José Meneses Scott, José Menese, era un racionalista cartesiano, cantaba luego existía. Y era manierista, de profundos sentimientos, de una personalidad inconfundible. Ha muerto a los 74 años, pocas semanas después de que partiera otro ancho, trascendental y comprometido coetáneo suyo como fue Juan Peña El Lebrijano. El de la Puebla de Cazalla, al que Mairena hizo debutar en 1959 y al que llegó a considerar su sucesor, era maestro por acumulación. Muy pocos en el arte jondo han tenido en su haber tantas publicaciones discográficas como él —una treintena de discos—. Menos son aún los que se han preocupado por reescribir la partitura cantaora y auxiliar a tantos cantes olvidados o en desuso. Él lo hizo junto a su paisano y letrista de cabecera Francisco Moreno Galván, que le presentó en los círculos madrileños y le aportó una fuerte carga social a su repertorio, pero también en aquel momento en que desempolvó toda la lírica del Siglo de oro para cantar a Lope, Calderón, Quevedo o Góngora, como hizo en su último disco A mis soledades voy, de mis soledades vengo (2005).
Menese era un cantaor comprometido. Un hombre concienciado con su momento vital y artístico.

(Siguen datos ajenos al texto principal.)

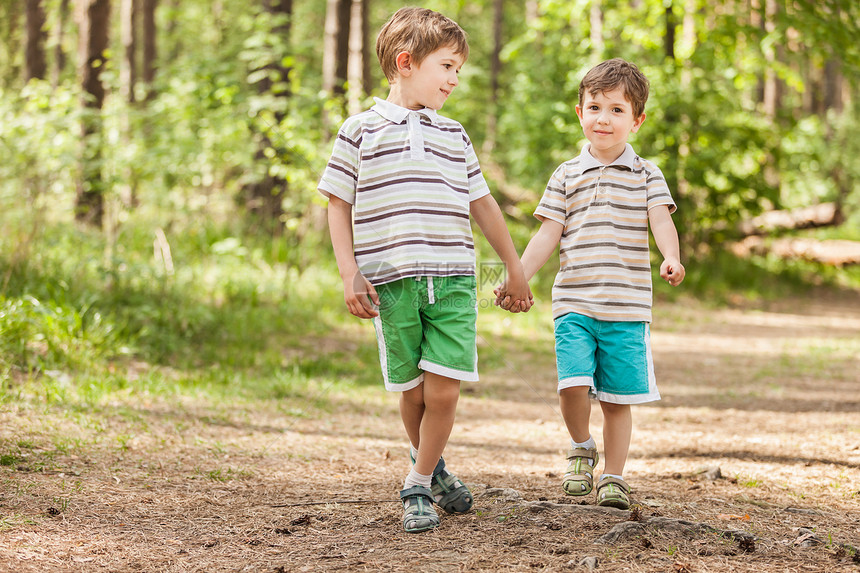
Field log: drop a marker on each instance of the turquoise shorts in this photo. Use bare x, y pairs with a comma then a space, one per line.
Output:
612, 358
427, 324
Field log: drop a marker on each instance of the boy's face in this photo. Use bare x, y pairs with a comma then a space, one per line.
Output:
429, 83
607, 120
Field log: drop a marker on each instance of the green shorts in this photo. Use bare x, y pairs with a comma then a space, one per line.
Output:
613, 358
427, 324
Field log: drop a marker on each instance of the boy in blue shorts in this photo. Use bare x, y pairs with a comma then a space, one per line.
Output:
597, 208
402, 183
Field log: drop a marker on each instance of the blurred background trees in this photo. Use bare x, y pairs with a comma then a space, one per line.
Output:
226, 110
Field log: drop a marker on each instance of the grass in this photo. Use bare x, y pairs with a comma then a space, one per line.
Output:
98, 340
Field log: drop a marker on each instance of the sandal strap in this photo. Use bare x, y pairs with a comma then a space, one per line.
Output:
417, 491
622, 485
582, 453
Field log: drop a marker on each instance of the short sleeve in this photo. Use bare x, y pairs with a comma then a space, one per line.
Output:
657, 189
477, 184
553, 204
340, 177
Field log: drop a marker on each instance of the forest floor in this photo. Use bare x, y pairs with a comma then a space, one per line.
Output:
770, 396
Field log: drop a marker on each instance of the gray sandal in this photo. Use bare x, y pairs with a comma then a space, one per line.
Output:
579, 479
449, 492
418, 512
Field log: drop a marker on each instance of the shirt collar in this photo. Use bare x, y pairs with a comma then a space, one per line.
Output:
396, 114
626, 159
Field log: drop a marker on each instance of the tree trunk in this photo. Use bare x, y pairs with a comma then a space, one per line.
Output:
669, 40
358, 68
596, 34
129, 10
93, 42
264, 198
35, 66
495, 72
59, 51
150, 53
336, 49
128, 30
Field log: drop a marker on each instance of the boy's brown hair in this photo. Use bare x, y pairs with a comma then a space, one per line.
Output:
617, 73
420, 32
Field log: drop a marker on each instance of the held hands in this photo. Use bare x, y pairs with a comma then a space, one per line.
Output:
360, 296
672, 271
514, 295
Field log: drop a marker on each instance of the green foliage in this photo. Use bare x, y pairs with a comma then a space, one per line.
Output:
222, 300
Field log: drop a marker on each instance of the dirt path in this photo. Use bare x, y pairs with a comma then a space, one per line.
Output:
771, 398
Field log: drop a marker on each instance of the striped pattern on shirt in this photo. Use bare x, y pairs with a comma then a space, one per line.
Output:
410, 177
605, 269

Enfrentado al franquismo, logró que no le censuraran haciendo de la necesidad virtud, y empleando el método del lenguaje en clave, metafórico, sólo inteligible para el receptor de alma pura. Famosa fueron letras como Qué bien me suena tu nombre, donde denunciaba la perversión de la palabra guerrillero por parte del grupo terrorista de ultraderecha del tardofranquismo conocido como ‘Guerrilleros de Cristo Rey’: Guerrillero, guerrillero/qué bien me suena tu nombre/va ligado a la leyenda/de libertad e ilusiones/... De igual modo, introdujo y difundió el flamenco en las universidades y entre un nutrido grupo de intelectuales. “La voz, la voz que cierra y abre las palabras, el cante cortado de perfil, bruscamente. Voz centrada ensanchándose desde dentro”, escribía Blas de Otero del cantaor sevillano, de eco redondo y mineral.
Pese a su ortodoxia y clasicismo, ajeno a modas y al imperio del marketing, fue de los primeros flamencos en abrir este género a coliseos como el Teatro Olympia de París (1973 y 1974) y el Auditorio Nacional de Madrid (1991). Incluso llegó a ganar, entre multitud de premios de índole flamenca, galardones como el Premio Ondas de la Cadena Ser en el año 68 del siglo pasado. En sus recitales huía del sota, caballo y rey imperante, y buscaba la sorpresa proponiendo, con humildad y didactismo, cantes sepultados por el tiempo que fue recuperando progresivamente. El flamencólogo Francisco Vallecillo llegó equipararle a otros grandes cantaores payos de la historia del flamenco como Silverio y Antonio Chacón. Para Menese, la seguiriya era “el cante más difícil que hacía como nadie Manuel Torre". Masticaba desamor y nostalgia en los tercios de Moreno Galván y solía cerrar con aire mairenero, a pesar de haberse alejado de los patrones del genio sevillano tras haber tomado su propia vereda del cante.
Aun así, la acumulación de logros y el trabajo infatigable no le reportaron grandes reconocimientos. Como ejemplo, a nivel institucional no se ha reconocido y valorado en su justa y amplísima medida la contribución que ha venido haciendo durante más de medio siglo de trayectoria artística y exploración arqueológico-flamenca. Quizás fue porque sobrevivió fiel a sus principios de manera inquebrantable, incapaz de traicionar a sus ideales y empeñado en preservar la evolución desde la raíz. Reivindicó su derecho a expresarse libremente, a desprenderse del rigor mortis de la comercialidad y la dictadura del consumo rápido. Con Menese, el flamenco, el que se conoce y el que está por descubrir, era un arma cargada de futuro. Un arma, a la manera de Celaya, con la que el cantaor te apuntaba al pecho. Poesía como el aire que respiramos y el cante que espacia cuanto lleva dentro.